French design studio Paf atelier makes interior architecture that places you inside an art object. For the 2022 iteration of Collectible Fair, Paf presented custom-made objects representative of its design process. The designs are enveloped in electric orange blinds that function as a backlit canvas for the stainless-steel forms to reflect. Each piece is meant to be deprogrammed and reprogrammed continuously, changing function until, eventually, dismantled.

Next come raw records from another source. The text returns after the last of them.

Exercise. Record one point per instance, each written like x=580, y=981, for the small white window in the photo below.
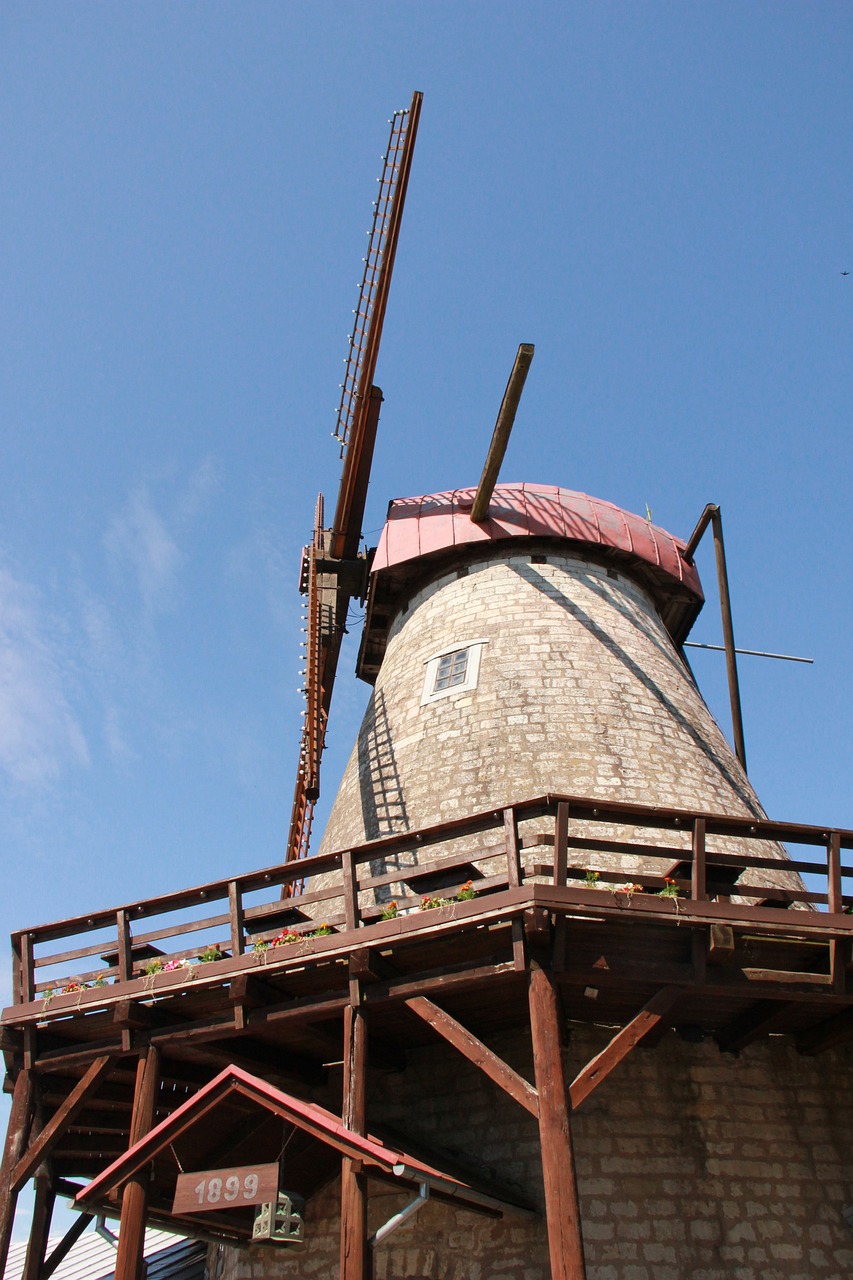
x=452, y=671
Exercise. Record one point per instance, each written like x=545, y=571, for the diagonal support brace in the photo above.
x=621, y=1045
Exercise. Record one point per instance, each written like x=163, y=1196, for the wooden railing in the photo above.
x=246, y=913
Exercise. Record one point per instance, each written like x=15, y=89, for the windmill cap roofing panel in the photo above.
x=438, y=522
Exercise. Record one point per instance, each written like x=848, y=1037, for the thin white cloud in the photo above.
x=39, y=732
x=200, y=489
x=138, y=538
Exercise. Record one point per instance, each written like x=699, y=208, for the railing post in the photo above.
x=698, y=874
x=123, y=958
x=236, y=917
x=23, y=969
x=560, y=844
x=512, y=860
x=834, y=901
x=350, y=890
x=835, y=905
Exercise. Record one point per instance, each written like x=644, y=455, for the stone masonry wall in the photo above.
x=693, y=1165
x=580, y=690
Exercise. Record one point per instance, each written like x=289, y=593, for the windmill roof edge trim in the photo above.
x=423, y=533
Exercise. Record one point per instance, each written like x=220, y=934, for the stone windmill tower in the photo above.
x=411, y=1055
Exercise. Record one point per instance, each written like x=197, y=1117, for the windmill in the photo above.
x=534, y=735
x=333, y=571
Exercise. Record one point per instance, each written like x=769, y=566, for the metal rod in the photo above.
x=696, y=536
x=728, y=636
x=402, y=1216
x=501, y=434
x=751, y=653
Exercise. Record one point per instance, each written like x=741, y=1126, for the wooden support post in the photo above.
x=835, y=905
x=129, y=1258
x=59, y=1121
x=23, y=969
x=236, y=918
x=350, y=890
x=356, y=1261
x=560, y=844
x=562, y=1206
x=124, y=959
x=512, y=859
x=698, y=877
x=17, y=1134
x=42, y=1214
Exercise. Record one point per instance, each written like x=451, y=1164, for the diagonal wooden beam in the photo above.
x=67, y=1243
x=59, y=1123
x=477, y=1052
x=621, y=1045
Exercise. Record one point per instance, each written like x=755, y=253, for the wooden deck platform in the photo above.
x=707, y=944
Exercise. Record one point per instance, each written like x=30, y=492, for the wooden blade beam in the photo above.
x=501, y=434
x=333, y=570
x=374, y=298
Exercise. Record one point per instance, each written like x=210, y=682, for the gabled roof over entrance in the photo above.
x=240, y=1119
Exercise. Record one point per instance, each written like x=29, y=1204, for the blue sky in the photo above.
x=660, y=196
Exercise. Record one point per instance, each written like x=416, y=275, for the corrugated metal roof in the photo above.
x=169, y=1257
x=439, y=521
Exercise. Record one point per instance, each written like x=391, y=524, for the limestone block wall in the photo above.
x=693, y=1165
x=580, y=690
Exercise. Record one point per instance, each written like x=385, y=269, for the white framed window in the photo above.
x=452, y=671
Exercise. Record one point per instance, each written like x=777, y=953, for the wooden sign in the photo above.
x=213, y=1189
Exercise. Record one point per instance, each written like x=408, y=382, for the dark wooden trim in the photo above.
x=561, y=844
x=236, y=918
x=17, y=1134
x=42, y=1212
x=124, y=959
x=514, y=873
x=477, y=1052
x=59, y=1121
x=698, y=872
x=621, y=1045
x=562, y=1206
x=350, y=890
x=129, y=1261
x=355, y=1255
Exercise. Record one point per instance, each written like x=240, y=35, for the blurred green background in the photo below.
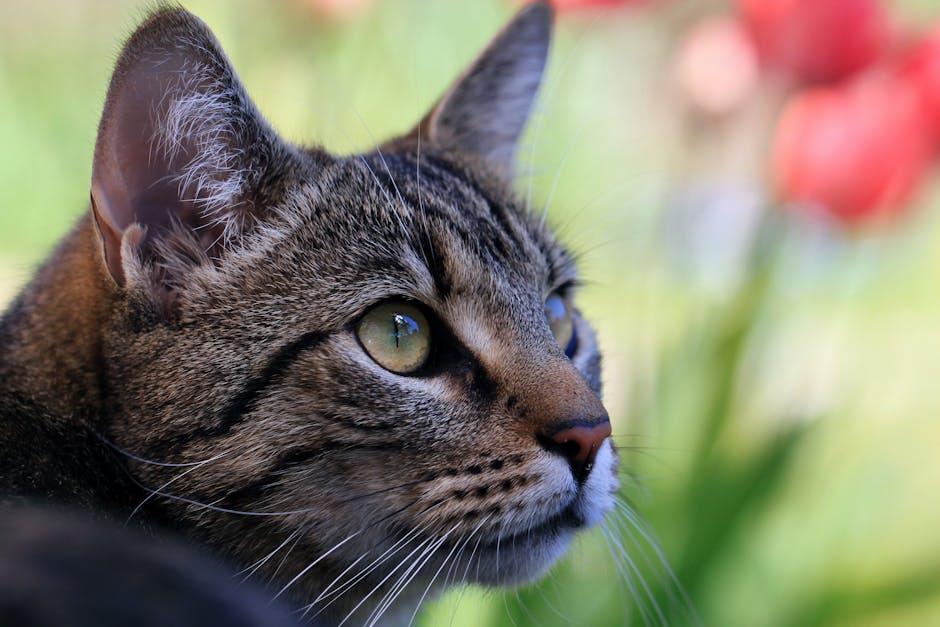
x=775, y=383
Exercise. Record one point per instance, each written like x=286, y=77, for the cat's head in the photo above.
x=341, y=355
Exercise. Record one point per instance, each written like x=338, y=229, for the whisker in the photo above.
x=250, y=570
x=673, y=586
x=142, y=460
x=381, y=583
x=170, y=482
x=624, y=575
x=416, y=570
x=446, y=559
x=314, y=563
x=639, y=576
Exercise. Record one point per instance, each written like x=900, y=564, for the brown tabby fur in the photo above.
x=202, y=316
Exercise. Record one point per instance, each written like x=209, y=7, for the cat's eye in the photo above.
x=558, y=313
x=396, y=335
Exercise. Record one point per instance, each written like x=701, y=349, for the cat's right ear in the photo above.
x=485, y=111
x=180, y=148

For First Class 2023, a surrealist’s paradise erupted in Paf’s pavilion located in the Jardin de Tuileries in Paris. Tarpaulins printed with dreamlike AI-generated images and patterns disrupted viewers’ sense of space and continuity, accented with neon lights along a central “spine.” The design was inspired by the typology of the tent itself and the basic materials that make the material a 3D envelope: the tarpaulin, the rope, and the metal frame. The result blurs the lines as to what it means to make an environment.

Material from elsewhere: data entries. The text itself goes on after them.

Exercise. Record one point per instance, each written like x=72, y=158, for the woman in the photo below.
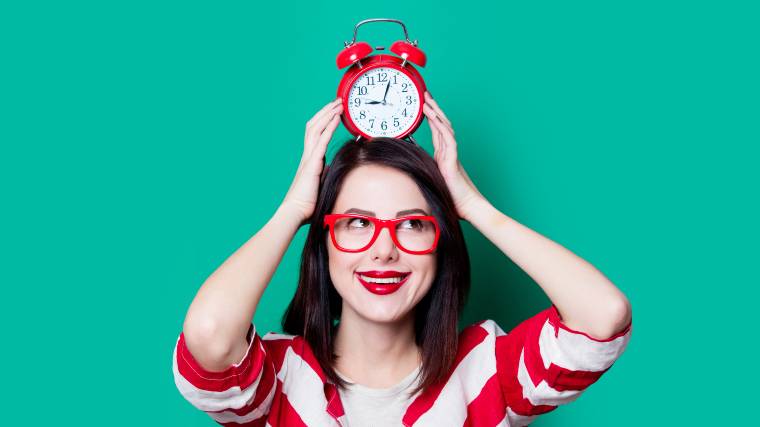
x=372, y=329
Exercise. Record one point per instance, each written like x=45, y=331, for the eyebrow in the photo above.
x=398, y=214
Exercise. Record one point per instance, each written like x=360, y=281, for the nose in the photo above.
x=384, y=249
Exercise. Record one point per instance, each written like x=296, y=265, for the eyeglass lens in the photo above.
x=412, y=234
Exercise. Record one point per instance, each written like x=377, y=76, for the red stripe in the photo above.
x=488, y=409
x=276, y=349
x=241, y=376
x=508, y=348
x=556, y=321
x=303, y=349
x=283, y=413
x=469, y=338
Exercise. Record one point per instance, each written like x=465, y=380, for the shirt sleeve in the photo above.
x=542, y=364
x=242, y=393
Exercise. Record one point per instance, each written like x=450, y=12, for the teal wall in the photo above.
x=143, y=142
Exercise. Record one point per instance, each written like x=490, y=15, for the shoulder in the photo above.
x=292, y=354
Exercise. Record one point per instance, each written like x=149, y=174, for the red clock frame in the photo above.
x=356, y=55
x=356, y=72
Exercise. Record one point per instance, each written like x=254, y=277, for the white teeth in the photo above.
x=379, y=280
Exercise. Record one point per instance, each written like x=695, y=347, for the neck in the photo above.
x=375, y=354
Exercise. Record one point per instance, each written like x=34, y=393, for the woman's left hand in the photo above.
x=465, y=194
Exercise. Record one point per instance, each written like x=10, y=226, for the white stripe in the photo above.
x=275, y=336
x=577, y=352
x=467, y=380
x=205, y=400
x=517, y=420
x=305, y=390
x=261, y=410
x=542, y=394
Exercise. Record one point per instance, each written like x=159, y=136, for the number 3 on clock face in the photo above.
x=383, y=101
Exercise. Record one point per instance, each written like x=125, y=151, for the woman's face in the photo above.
x=381, y=192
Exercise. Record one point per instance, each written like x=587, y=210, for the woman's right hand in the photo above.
x=302, y=195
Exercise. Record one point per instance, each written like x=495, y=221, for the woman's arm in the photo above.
x=219, y=317
x=586, y=300
x=217, y=321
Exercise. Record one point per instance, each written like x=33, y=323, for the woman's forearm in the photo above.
x=220, y=315
x=586, y=300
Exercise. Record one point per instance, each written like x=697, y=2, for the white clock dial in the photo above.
x=383, y=102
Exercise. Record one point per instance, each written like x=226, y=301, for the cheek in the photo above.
x=341, y=265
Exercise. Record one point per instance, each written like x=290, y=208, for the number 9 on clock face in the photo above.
x=384, y=101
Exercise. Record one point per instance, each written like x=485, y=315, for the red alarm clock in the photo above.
x=382, y=94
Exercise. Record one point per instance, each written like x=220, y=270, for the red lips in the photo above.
x=375, y=274
x=382, y=288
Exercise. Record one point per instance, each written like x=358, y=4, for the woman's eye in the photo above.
x=411, y=224
x=358, y=223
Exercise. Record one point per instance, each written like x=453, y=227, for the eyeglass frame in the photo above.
x=379, y=224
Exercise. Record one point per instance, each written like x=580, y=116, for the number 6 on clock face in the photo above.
x=381, y=94
x=383, y=101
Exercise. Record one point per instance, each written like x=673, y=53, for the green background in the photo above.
x=143, y=142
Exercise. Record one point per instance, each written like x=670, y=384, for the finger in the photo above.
x=318, y=127
x=433, y=129
x=437, y=115
x=447, y=142
x=326, y=136
x=324, y=110
x=438, y=141
x=429, y=99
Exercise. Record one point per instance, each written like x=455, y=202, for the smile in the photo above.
x=382, y=282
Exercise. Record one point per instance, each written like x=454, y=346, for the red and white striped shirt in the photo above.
x=499, y=379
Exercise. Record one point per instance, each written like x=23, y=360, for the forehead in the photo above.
x=380, y=189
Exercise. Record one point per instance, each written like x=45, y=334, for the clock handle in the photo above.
x=366, y=21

Tasked with the scenographic design for both the 2022 and 2023 Collectible Fairs at the Tour & Taxis building in Brussels, Paf’s creative challenge was to initiate impactful moments that nevertheless wouldn’t interfere with the exhibitor’s works on display. The careful curation of white and orange inflatable elements tied together and hung as “a game between repetition and gravity,” successfully mark the fair’s beginning and end, and also made its way to Soho House, albeit in black.

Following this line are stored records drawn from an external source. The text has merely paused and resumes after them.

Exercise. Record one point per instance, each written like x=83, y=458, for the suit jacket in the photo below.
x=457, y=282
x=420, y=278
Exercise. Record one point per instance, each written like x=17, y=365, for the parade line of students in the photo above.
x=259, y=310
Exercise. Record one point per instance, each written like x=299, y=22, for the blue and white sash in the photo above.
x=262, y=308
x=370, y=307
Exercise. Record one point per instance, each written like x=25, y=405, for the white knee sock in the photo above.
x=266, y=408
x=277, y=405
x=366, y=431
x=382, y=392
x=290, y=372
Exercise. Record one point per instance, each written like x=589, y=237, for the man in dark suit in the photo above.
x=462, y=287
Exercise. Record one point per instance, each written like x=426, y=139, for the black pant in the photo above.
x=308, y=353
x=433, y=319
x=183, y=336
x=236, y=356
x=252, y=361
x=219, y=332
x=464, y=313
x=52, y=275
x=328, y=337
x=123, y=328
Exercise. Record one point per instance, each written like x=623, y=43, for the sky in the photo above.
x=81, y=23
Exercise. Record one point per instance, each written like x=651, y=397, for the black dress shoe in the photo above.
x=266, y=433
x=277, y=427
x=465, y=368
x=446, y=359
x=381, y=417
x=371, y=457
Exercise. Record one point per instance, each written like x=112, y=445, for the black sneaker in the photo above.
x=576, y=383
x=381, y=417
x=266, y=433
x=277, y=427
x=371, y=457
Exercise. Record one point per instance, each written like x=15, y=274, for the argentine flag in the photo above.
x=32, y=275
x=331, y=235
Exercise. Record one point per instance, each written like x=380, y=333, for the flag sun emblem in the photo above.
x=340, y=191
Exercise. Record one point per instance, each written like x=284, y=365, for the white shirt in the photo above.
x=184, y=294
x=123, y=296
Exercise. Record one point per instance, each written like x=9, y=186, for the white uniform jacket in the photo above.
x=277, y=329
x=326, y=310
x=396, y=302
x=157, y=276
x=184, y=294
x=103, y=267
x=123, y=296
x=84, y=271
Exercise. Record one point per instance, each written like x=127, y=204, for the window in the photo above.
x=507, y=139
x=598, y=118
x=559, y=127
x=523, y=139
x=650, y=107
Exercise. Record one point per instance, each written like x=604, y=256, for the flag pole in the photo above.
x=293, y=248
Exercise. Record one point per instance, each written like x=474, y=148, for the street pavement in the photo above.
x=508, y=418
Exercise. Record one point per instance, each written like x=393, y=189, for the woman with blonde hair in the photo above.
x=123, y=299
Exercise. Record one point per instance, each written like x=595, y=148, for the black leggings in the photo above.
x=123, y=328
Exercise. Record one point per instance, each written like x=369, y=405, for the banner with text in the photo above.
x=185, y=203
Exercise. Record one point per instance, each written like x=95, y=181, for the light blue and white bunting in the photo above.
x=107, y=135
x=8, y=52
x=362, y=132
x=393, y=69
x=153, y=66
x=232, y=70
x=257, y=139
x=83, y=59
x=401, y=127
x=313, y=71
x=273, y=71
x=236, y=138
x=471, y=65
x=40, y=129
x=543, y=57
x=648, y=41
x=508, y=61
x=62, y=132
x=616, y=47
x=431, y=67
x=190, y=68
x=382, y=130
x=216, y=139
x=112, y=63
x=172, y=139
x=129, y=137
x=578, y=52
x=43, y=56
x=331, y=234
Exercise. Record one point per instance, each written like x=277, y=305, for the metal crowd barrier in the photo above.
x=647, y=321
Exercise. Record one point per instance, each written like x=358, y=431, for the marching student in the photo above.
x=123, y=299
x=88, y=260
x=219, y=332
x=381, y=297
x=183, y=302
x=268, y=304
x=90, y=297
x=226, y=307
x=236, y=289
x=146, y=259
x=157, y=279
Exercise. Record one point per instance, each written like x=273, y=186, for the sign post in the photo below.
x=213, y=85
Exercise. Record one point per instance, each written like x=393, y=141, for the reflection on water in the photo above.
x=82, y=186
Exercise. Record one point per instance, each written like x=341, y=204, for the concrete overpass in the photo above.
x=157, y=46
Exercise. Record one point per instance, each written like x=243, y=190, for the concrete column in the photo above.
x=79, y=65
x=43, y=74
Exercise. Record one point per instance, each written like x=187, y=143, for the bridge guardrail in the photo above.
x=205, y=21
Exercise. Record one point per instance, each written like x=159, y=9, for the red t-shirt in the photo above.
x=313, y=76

Paf atelier is a collection of designers from an architectural background, but they specialize in scenography. This emerging design genre blends the best of exhibition, set, and runway design with graphic sophistication and sculpture. Paf atelier activated the iconic Palais de Tokyo in Paris for Louis Gabriel Nouchi’s 2023 runway. Hovering above the fountains and streaming down the steps beloved by Parisian skaters, Paf’s installation of mirrors is as reflective as the water the models walked upon.